Quanto alle motivazioni, il presunto miglioramento del quadro  sul  Coronavirus in Cina, lo stimolo monetario, e l'elevata probabilità di una vittoria di Trump alle Presidenziali continuano ad essere le argomentazioni più citate. Su questo ultimo punto, la vittoria, di margine modesto, di Sanders in New Hampshire, il  pessimo risultato della Warren e in generale i buoni piazzamenti dei moderati (Buttigieg, klobuchar, e Biden) lasciano intendere che i rischi per Wall Street, da questo lato, sono scarsi.

Detto questo, personalmente il fattore principale di questi record mi sembra essere l'enorme voglia che c'è di comprare azionario USA da parte del pubblico. Per fare un esempio, la  Survey AAII per la  settimana terminata ieri mostra un 41.3% di Bulls, un 32.3% di Neutrals, e un 26.4% di Bears: un mix alquanto positivo, in considerazione del periodo di rilevazione, ovvero nel bel mezzo di un evento come il  Coronavirus, di cui nessuno è in grado ancora di quantificare l'impatto.

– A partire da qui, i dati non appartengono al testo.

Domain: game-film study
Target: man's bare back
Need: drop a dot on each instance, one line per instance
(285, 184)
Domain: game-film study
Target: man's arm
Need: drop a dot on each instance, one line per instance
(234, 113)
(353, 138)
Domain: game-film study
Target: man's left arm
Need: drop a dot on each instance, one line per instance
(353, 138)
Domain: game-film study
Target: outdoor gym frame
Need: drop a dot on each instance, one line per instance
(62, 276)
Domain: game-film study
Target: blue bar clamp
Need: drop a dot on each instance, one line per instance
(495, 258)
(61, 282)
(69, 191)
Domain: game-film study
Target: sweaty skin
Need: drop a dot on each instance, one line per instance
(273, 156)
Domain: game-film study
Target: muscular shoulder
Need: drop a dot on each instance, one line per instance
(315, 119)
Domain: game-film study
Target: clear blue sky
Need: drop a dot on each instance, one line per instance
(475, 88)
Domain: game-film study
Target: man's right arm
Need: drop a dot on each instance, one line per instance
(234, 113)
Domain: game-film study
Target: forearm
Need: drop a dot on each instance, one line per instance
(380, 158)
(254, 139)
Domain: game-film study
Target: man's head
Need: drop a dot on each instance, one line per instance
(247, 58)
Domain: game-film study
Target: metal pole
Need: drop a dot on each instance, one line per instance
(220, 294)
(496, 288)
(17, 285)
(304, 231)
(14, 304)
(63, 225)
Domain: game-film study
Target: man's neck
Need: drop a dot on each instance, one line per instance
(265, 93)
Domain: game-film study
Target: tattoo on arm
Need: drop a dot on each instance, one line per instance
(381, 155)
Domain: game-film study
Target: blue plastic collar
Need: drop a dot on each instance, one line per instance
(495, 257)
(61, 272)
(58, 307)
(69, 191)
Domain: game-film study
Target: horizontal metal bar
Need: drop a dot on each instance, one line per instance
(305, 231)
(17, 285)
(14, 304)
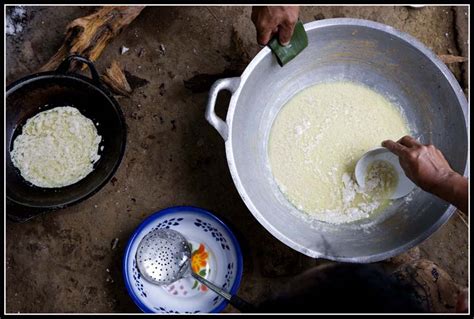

Sentimentrader ha osservato che recentemente l'attività di trading degli investitori retail è semplicemente esplosa. A questo fenomeno ha senz'altro contribuito la decisione dei principali brokers USA di azzerare le commissioni su azioni, ETF e opzioni USA lo scorso autunno.

A prescindere dall'importanza di questo fattore, è un fatto che il  Daily Average Revenue Trades (DARTs) si è impennato a Gennaio su livelli mai osservati, e che l'incremento 6 mesi su 6 mesi è tornato sui livelli di inizio 2018.